Le cinéma africain perd l'un des ses grands réalisateurs. Celui qui affirmait en 2005 avoir "un coeur de 20 ans" est décédé ce 9 juin dans son domicile de Dakar, à l'âge de 84 ans. Véritable pionnier du cinéma africain, réalisateur du premier long métrage produit en Afrique Noire, Ousmane Sembene a succombé, "dignement" selon son assistant Clarence Delgado, à une longue maladie. Il laisse derrière lui une dizaine de films, plusieurs romans (Le Docker noir, Ô pays, mon beau peuple, Les Bouts de bois de Dieu, Voltaïque, L'Harmattan, Le Mandat, Xala, Le Dernier de l'Empire, Niiwam, Taaw), ainsi que le Festival panafricain du cinéma et de la télévision de Ouagadougou, dont il est l'un des membres-fondateurs.
Un ancien tirailleur devenu écrivain
Originaire d'un village de Casamance, Ousmane Sembene fait partie des tirailleurs sénégalais mobilisés par l'armée coloniale française pendant la Seconde Guerre mondiale. Arrivé clandestinement à Marseille en 1946, il y travaille comme maçon, puis docker. C'est à cette époque que le jeune homme engagé -il milite à la CGT- découvre le cinéma et la littérature. Devenu écrivain, il relate son expérience d'immigré dans Le Docker noir, son premier roman, publié en 1956.
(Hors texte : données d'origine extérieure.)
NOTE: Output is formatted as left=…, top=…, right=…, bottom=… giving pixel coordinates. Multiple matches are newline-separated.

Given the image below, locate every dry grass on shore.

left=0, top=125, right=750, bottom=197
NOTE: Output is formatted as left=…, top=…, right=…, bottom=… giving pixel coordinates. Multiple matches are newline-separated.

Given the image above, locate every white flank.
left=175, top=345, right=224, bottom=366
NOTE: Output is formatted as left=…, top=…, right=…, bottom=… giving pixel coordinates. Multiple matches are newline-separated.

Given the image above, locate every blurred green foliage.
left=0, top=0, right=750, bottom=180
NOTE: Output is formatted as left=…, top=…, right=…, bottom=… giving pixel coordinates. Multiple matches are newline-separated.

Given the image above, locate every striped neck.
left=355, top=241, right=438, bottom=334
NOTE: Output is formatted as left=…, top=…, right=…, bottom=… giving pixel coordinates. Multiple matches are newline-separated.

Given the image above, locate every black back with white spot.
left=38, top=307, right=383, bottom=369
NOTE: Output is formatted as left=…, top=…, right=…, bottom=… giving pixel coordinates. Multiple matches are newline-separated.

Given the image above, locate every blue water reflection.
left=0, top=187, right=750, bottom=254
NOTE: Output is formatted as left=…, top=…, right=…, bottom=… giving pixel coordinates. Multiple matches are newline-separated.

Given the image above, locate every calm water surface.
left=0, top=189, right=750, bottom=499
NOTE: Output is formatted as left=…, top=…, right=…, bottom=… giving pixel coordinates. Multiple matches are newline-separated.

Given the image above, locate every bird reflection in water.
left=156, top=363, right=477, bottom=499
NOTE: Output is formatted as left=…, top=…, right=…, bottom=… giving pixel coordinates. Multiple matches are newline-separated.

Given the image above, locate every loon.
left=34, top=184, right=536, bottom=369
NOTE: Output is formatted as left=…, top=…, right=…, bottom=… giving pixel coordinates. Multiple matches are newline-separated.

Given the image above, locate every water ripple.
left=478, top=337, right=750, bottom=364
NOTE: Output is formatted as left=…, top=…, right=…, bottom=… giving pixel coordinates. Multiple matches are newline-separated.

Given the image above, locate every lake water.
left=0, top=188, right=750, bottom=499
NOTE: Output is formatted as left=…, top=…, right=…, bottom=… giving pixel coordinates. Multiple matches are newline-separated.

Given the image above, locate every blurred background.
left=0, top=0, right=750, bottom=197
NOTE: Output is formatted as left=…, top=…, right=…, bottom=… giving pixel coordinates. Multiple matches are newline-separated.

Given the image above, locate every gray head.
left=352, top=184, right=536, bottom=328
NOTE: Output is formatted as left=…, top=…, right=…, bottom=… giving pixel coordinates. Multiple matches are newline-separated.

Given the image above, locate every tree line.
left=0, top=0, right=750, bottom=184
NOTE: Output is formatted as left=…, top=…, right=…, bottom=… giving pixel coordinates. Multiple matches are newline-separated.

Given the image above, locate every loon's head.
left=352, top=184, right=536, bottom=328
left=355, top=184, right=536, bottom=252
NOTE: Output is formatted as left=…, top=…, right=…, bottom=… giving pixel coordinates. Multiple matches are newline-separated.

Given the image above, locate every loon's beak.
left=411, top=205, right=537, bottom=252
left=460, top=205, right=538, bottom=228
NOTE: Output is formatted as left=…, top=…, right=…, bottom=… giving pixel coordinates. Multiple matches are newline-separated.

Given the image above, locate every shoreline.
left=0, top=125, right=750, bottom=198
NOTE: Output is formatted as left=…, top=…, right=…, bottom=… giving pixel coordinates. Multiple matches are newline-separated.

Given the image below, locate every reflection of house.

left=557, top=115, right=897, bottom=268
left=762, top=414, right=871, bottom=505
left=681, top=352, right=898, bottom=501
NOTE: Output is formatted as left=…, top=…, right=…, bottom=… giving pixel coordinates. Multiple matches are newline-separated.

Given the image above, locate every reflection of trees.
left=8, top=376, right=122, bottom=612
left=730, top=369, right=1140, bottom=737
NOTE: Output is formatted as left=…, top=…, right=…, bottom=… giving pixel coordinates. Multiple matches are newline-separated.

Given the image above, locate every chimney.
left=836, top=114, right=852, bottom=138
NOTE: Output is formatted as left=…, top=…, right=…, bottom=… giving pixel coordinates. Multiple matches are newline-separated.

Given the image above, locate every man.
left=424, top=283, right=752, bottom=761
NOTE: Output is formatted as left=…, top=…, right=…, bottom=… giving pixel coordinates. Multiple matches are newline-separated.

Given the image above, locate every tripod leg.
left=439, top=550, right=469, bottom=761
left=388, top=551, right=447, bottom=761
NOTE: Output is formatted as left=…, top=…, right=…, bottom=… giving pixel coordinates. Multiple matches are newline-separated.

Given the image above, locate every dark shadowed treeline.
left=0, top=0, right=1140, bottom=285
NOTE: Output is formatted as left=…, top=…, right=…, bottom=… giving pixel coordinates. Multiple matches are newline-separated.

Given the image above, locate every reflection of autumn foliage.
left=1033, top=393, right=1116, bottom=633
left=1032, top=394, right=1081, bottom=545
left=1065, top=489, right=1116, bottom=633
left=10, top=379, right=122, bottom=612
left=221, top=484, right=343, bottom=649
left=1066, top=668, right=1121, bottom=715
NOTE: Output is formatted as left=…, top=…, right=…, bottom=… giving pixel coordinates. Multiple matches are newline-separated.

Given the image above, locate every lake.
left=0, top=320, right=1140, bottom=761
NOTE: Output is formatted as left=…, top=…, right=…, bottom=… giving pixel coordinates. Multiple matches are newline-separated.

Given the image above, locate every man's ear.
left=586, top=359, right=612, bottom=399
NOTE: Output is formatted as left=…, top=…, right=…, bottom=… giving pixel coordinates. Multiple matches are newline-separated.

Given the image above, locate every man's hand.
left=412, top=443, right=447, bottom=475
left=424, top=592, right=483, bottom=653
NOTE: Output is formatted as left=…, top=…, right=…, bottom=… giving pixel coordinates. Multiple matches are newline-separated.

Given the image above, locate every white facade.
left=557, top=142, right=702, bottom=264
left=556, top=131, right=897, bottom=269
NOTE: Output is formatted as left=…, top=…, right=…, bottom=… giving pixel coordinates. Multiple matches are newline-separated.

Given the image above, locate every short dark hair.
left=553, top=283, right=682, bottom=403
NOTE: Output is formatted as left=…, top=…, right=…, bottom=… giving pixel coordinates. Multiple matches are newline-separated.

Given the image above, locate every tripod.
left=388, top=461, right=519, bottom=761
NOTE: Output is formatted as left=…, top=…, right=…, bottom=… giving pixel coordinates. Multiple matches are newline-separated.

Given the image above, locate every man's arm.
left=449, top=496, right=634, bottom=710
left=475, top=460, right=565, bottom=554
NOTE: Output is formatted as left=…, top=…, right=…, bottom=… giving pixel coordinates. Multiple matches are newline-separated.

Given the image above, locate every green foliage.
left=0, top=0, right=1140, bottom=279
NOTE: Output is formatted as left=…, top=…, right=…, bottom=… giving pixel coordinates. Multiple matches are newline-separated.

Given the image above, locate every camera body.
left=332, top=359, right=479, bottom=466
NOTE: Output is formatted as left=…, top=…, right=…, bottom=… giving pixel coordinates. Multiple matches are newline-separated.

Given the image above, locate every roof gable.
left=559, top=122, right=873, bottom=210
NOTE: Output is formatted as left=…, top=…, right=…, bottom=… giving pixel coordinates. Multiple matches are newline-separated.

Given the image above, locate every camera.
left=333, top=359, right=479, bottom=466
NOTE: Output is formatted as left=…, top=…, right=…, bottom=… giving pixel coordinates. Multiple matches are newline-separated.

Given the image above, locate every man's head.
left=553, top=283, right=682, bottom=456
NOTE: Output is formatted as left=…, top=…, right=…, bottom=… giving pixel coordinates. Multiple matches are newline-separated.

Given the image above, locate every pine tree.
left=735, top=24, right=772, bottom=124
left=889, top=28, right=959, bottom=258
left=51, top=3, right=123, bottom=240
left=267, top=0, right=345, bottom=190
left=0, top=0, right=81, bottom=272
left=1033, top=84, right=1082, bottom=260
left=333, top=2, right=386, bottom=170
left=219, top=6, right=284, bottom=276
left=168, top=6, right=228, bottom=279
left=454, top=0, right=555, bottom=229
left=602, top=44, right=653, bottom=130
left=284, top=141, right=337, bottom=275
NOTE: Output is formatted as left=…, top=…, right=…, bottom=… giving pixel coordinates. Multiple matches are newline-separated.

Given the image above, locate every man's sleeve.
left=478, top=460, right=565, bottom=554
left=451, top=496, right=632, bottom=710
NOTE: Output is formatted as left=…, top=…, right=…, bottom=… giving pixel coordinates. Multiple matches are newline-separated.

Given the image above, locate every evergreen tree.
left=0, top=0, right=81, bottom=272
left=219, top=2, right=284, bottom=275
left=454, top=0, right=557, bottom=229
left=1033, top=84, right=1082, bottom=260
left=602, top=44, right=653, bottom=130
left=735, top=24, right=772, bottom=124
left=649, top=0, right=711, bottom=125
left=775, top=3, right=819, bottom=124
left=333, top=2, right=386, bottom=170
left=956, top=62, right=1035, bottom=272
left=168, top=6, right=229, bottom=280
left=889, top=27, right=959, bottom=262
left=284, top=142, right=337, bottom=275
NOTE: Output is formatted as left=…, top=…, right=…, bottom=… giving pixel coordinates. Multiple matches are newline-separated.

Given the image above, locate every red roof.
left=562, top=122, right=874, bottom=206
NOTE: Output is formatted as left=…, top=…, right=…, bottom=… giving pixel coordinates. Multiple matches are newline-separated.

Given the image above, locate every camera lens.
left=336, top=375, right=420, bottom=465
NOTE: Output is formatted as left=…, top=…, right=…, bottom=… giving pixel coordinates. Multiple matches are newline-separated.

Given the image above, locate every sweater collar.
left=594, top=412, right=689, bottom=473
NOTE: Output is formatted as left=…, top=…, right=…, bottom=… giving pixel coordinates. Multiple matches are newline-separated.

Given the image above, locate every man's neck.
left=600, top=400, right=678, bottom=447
Réalisateur du premier long métrage africain
Désireux de se faire entendre par le plus grand nombre, Ousmane Sembene, bientôt quadragénaire, choisit de s'exprimer à travers le cinéma. Après avoir consulté André Bazin et Georges Sadoul, il part étudier le 7e art à Moscou. En 1963, il signe son premier court métrage, Borom Sarret, qui décrit le quotidien d'un charretier à Dakar. Il passe au long trois ans plus tard avec La Noire de..., l'histoire d'une domestique noire maltraitée par ses patrons blancs. Couronné par le Prix Jean-Vigo, ce film est le tout premier long métrage produit et réalisé en Afrique noire.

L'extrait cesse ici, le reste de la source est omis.